Sentii un suono dietro di me. Feci un salto, atterrito. Invece era soltanto Martha, che aveva messo dentro la testa nella camera da letto di Judith. Un mezzo sorriso, vago, sognante. — Buon giorno, Judith. O meglio buon pomeriggio, dovrei dire. State facendo una conversazione interessante, ragazzi? Sono così contenta. Non dimenticarti di far colazione, Judith. — E proseguì per la sua strada.
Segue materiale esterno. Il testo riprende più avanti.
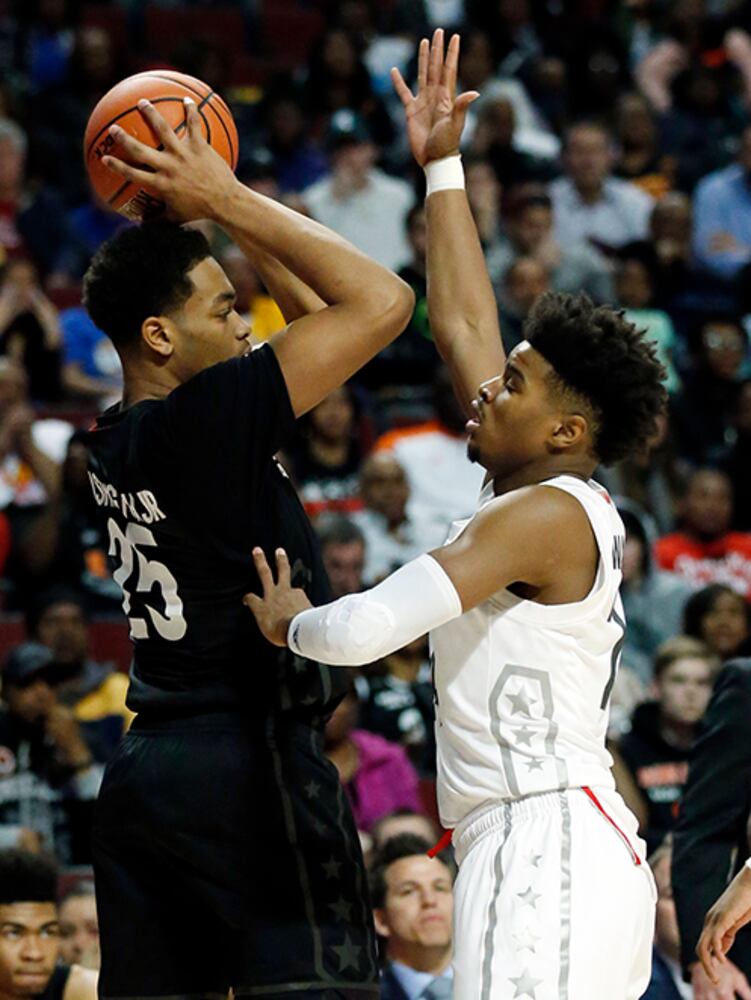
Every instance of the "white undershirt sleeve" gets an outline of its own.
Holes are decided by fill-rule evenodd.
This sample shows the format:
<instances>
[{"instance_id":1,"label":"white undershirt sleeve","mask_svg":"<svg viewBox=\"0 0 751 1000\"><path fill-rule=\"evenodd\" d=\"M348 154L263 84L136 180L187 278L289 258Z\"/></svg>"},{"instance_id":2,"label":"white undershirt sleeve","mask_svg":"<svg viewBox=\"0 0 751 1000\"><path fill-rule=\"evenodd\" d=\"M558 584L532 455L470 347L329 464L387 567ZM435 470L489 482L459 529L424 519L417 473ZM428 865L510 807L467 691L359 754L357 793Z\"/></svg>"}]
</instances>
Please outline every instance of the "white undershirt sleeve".
<instances>
[{"instance_id":1,"label":"white undershirt sleeve","mask_svg":"<svg viewBox=\"0 0 751 1000\"><path fill-rule=\"evenodd\" d=\"M422 555L372 590L301 611L290 622L287 644L319 663L359 667L461 613L459 595L443 567Z\"/></svg>"}]
</instances>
Judith disse con asprezza: — Perché non glielo hai detto? Descrivile tutta la faccenda. Con chi sono stata questa notte, che cosa ho fatto con lui, come mi sentivo…

— Basta, Jude.

— Non hai risposto alla mia domanda. Tu ce l’hai questo potere magico, non è così? Non è così?

— Sì.

— E hai continuato per tutta la vita a spiare di nascosto dentro la gente.

— Sì. Sì.

— Lo sapevo. Non è che lo sapessi davvero, però di fatto lo sapevo da sempre. E questo spiega tante cose. Perché mi sentivo sempre sporca quando avevo un ragazzo e tu bazzicavi da quelle parti. Perché mi sentivo come se tutto quello che facevo dovesse finire sui quotidiani del giorno dopo. Io non ho mai avuto una privacy, anche quando ero chiusa a chiave in bagno. Non mi sentivo da sola. — Rabbrividì. — Spero di non rivederti mai più, Duv. Adesso che so quello che sei. Vorrei non averti mai visto. Se mai capitasse che ti becco a sbirciare nella mia mente dopo questo, ti taglio le palle. Capito? Ti taglio le palle. Adesso smamma in modo che possa vestirmi.
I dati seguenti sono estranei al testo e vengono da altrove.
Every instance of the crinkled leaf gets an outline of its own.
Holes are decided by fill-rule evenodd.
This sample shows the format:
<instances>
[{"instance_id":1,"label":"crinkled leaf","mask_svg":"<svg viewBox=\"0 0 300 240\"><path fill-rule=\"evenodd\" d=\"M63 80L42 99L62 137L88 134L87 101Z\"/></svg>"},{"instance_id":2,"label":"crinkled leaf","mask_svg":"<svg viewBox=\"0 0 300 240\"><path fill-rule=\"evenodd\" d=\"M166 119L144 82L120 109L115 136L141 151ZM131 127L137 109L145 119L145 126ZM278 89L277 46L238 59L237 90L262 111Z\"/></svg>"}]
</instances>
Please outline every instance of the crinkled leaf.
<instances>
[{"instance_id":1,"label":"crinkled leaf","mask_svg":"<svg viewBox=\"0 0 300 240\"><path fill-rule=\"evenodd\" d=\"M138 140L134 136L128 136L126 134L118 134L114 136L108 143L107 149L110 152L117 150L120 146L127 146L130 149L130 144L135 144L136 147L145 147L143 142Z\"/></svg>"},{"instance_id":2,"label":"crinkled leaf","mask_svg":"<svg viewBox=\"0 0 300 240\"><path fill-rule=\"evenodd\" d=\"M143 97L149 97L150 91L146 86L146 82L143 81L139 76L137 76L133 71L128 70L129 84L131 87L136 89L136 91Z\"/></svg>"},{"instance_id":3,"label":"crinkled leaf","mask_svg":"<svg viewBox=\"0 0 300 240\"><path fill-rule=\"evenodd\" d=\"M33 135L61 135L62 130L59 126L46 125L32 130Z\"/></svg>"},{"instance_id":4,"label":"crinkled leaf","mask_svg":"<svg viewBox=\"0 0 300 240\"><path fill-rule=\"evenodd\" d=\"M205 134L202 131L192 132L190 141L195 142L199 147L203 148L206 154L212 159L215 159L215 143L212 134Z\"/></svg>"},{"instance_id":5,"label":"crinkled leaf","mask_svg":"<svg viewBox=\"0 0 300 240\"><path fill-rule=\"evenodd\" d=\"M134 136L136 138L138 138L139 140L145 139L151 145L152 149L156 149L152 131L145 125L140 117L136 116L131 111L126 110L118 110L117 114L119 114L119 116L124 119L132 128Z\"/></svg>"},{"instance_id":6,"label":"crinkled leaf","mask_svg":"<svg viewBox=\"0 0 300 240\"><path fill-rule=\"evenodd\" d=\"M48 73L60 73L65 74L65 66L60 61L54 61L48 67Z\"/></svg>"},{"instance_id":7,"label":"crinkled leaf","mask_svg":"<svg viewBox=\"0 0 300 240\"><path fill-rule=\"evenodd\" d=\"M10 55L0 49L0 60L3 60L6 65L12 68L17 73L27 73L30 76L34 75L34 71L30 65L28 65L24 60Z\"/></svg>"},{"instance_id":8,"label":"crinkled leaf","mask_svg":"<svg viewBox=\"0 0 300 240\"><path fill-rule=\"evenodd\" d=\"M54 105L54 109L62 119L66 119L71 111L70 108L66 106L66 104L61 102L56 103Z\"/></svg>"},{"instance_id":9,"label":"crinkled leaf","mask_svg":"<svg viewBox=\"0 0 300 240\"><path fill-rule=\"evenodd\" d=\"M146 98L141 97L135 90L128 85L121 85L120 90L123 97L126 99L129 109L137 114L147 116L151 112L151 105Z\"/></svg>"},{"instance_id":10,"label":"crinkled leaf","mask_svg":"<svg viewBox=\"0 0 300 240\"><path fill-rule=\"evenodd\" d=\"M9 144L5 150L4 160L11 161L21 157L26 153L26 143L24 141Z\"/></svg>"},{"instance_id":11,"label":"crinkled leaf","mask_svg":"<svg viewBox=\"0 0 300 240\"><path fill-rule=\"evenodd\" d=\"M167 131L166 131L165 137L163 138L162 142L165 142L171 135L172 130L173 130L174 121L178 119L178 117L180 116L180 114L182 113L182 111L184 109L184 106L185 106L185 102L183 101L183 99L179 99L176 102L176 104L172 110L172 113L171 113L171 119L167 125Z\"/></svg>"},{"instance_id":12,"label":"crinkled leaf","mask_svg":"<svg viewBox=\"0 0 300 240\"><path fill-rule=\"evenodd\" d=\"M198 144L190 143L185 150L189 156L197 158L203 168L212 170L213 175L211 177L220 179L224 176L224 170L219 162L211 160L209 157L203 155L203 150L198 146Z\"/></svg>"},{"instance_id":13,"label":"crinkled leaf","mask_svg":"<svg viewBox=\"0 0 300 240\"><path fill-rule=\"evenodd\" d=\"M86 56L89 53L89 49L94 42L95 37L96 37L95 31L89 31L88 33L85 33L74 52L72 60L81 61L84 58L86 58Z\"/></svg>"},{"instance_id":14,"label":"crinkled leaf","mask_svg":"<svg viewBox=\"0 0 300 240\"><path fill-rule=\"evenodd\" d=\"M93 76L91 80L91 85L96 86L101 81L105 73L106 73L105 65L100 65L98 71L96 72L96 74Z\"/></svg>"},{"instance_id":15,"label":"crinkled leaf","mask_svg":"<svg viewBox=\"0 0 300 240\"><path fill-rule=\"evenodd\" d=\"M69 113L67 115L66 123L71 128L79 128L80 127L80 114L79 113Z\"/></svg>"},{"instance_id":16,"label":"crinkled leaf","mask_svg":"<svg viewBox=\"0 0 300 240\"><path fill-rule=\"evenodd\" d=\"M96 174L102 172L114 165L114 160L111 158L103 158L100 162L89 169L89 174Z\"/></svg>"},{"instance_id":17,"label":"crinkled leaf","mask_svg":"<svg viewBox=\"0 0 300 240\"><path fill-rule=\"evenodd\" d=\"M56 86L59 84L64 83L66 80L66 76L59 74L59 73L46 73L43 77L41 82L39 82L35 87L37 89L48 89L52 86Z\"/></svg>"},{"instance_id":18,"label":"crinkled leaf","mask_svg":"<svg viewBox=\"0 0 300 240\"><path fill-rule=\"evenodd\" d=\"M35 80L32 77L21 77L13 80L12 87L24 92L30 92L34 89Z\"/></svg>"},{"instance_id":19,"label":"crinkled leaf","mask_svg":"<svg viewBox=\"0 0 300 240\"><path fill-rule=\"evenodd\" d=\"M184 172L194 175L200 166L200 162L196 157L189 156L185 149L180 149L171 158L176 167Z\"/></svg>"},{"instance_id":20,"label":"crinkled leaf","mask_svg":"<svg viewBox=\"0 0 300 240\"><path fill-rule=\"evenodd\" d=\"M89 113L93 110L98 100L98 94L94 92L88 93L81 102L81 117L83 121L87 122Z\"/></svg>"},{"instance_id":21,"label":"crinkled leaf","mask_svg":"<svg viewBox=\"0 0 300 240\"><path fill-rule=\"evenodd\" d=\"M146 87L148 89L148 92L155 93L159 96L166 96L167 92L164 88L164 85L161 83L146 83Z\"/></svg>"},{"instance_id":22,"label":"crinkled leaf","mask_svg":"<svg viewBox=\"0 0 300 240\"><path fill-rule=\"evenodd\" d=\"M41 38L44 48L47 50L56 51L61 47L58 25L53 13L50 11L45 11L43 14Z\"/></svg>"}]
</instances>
Uscii fuori barcollante. In bagno mi aggrappai al bordo freddo del lavandino e mi piegai proprio contro lo specchio per studiare la mia faccia tutta rossa, eccitata. Parevo intronato, intontito, i lineamenti rigidi come se avessi preso una botta. «So che sei andata a letto con uno stanotte.» Perché glielo avevo detto? Una disgrazia? Le parole mi erano saltate fuori di bocca perché lei mi stuzzicava al di là di ogni limite possibile? Ma io non avevo mai permesso a nessuno di costringermi a una simile rivelazione, prima d’ora. Non ci sono casi fortuiti, ha detto Freud. Non ci sono neanche i lapsus. Ogni cosa è voluta, a un livello o un altro. Dovevo aver detto a Judith quello che le avevo detto perché avevo bisogno che almeno lei conoscesse la verità sul mio conto. Ma perché? Perché lei? Ne avevo già parlato con Nyquist, sì; non ci potevano essere rischi nel farlo; ma non lo avevo mai ammesso con nessun altro. Quanto mi sono dato da fare per nasconderlo, eh, signorina Mueller? E adesso Judith sapeva. Le avevo fornito un’arma con la quale lei poteva distruggermi.


Le ho fornito un’arma. Com’è strano che lei non si sia mai decisa a usarla.